Krill doesn’t have that problem since it is a small, short-lived crustacean, and does not accumulate such toxins (nonetheless, our NutriKrill product is tested for all contaminants by the Norwegian producers). As well, though krill oil appears to be much lower in DHA and EPA than conventional fish oils, it has the advantage of being in a phospholipid form, which essentially means that it is absorbed at least five times more efficiently than other fish oils (which are in a triglyceride form). This increased absorption is due to the fact that our cells are also phospholipid in nature, and thus (much like with liposomal products), the fatty acids from krill can enter directly into the cells.
Here’s a quick look at a germane study, designed to investigate “the influence of ingestion of krill oil on cognitive function in elderly subjects”. “Forty-five healthy elderly males ages 61-72 years were assigned to receive 12 weeks of treatment with: medium-chain triglycerides as placebo; krill oil, which is rich in n-3 PUFAs (i.e. omega-3 fatty acids) incorporated in phosphatidylcholine; or sardine oil, which is abundant in n-3 PUFAs incorporated in triglycerides.”

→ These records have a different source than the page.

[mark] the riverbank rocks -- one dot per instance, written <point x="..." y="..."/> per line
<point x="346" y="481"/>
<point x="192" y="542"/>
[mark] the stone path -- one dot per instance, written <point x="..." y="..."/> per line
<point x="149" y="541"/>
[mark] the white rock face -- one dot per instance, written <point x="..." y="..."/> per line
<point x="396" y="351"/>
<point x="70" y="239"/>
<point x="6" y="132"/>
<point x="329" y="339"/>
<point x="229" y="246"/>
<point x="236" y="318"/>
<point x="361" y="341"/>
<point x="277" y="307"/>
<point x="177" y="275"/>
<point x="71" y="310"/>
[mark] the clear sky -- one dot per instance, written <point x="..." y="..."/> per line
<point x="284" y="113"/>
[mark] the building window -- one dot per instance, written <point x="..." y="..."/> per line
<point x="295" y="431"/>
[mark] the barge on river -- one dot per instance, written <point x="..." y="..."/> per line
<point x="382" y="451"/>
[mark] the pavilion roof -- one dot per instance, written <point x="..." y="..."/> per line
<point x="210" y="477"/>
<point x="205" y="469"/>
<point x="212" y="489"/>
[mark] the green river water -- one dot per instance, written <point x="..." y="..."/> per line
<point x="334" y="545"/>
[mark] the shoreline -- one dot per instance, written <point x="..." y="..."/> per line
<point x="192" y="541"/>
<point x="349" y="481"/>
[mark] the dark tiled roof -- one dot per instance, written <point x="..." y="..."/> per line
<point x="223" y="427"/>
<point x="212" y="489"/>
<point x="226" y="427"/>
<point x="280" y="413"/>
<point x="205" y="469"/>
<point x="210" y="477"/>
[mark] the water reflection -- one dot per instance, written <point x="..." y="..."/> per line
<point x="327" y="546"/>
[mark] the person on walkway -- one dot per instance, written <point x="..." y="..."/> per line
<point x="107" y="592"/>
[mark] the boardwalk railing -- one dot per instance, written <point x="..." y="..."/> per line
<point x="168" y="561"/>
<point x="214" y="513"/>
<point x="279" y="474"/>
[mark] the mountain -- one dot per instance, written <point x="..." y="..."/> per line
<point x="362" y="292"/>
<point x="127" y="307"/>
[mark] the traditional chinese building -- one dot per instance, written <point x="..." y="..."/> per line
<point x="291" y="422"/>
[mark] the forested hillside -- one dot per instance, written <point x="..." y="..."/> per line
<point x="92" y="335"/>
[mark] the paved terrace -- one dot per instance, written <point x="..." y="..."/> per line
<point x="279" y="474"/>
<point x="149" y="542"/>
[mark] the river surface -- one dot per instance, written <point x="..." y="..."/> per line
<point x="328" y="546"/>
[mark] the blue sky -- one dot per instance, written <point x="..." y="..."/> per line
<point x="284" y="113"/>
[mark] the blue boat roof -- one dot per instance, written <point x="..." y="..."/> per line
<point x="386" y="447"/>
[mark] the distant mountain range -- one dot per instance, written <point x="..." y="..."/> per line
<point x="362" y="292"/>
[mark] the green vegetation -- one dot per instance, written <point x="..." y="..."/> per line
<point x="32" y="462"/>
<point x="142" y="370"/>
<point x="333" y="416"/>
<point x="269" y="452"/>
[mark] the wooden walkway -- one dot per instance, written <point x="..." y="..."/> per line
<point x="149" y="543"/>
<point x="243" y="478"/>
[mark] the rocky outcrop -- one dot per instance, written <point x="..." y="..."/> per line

“This study provides evidence that n-3 PUFAs activate cognitive function in the elderly. This is especially the case with krill oil, in which the majority of n-3 PUFAs are incorporated into phosphatidylcholine, causing it to be more effective than sardine oil, in which n-3 PUFAx are present as triglycerides.” (Study)
So, if you are a young adult rat, you don’t have too many worries, yet, since these rats showed no signs of cognitive problems or brain inflammation, while consuming the processed diet. However, us older rats are advised by these scientists not to think that we can simply eat all the processed foods we want, as long as we just take a DHA-containing supplement. For one thing, both age groups gained a lot of weight on the processed diet, the older rats gaining significantly more than the younger ones. And, they point out that, in this study, those older rats receiving DHA, were not spared from the weight gain resulting from consuming highly processed foods. And of course, there are many other health issues associated with regularly consuming large amounts of refined carbs, sugars, bad fats, and preservatives. Therefore, the takeaway is: eat less processed and restaurant foods, ensure your diet is high in omega-3 fatty acids, and if you are an older rat, also supplement with krill, or some other unprocessed fish oil.